Vue d’artiste de divers instruments qui mesurent les propriétés de la lune pour révéler son noyau. (Goazur / Nicolas Sartre)

Ensuite, ils ont effectué une modélisation avec différents types de lignes de base pour trouver celui qui correspondait le mieux aux données de contrôle.

Ils ont obtenu de nombreux résultats intéressants. Tout d’abord, des modèles très similaires à ce que nous savons de la lune décrivent des bouleversements énergétiques dans les profondeurs du manteau lunaire. Cela signifie que le matériau le plus dense à l’intérieur de la lune tombe vers le centre et que le matériau le moins dense monte vers le haut. Cette activité a longtemps été proposée comme une explication présence de certains éléments dans les régions volcaniques de la Lune. La recherche de l’équipe ajoute un autre point en « rétrécissant » les preuves.

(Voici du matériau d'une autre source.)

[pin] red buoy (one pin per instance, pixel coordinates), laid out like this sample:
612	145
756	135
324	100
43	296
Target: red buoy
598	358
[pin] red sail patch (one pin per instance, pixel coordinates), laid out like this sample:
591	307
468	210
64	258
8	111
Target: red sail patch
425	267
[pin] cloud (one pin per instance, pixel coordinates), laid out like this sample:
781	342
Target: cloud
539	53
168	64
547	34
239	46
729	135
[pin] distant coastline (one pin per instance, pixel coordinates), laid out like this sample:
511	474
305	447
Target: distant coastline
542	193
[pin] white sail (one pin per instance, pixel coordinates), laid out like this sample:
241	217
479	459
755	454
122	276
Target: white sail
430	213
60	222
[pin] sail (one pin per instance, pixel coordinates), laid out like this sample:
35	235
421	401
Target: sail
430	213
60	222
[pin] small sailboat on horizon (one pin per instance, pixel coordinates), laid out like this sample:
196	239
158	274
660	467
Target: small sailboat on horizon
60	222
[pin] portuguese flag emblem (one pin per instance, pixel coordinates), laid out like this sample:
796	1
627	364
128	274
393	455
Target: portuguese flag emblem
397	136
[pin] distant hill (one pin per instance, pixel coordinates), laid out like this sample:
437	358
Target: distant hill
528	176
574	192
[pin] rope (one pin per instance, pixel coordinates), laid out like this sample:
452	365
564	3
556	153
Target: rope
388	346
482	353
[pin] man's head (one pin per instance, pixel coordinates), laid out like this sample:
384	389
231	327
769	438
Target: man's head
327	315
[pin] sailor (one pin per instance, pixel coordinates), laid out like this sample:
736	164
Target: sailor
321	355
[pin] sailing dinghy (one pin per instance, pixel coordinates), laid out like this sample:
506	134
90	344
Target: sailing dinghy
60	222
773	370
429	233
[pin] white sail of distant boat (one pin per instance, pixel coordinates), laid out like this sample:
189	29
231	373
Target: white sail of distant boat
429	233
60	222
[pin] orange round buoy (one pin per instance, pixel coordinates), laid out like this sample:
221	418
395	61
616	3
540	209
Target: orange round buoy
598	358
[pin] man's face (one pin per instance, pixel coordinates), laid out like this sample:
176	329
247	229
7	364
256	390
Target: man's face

Ils ont découvert que le noyau de la Lune est très similaire au noyau de la Terre – avec une couche externe liquide et un noyau interne solide. Selon leur modélisation, le rayon du noyau externe est d’environ 362 kilomètres (225 miles) et le rayon du noyau interne est d’environ 258 kilomètres (160 miles). Cela représente environ 15% du rayon entier de la Lune.

L’équipe a découvert que le noyau interne avait une densité d’environ 7 822 kilogrammes par mètre cube. Ceci est très proche d’un densité de fer.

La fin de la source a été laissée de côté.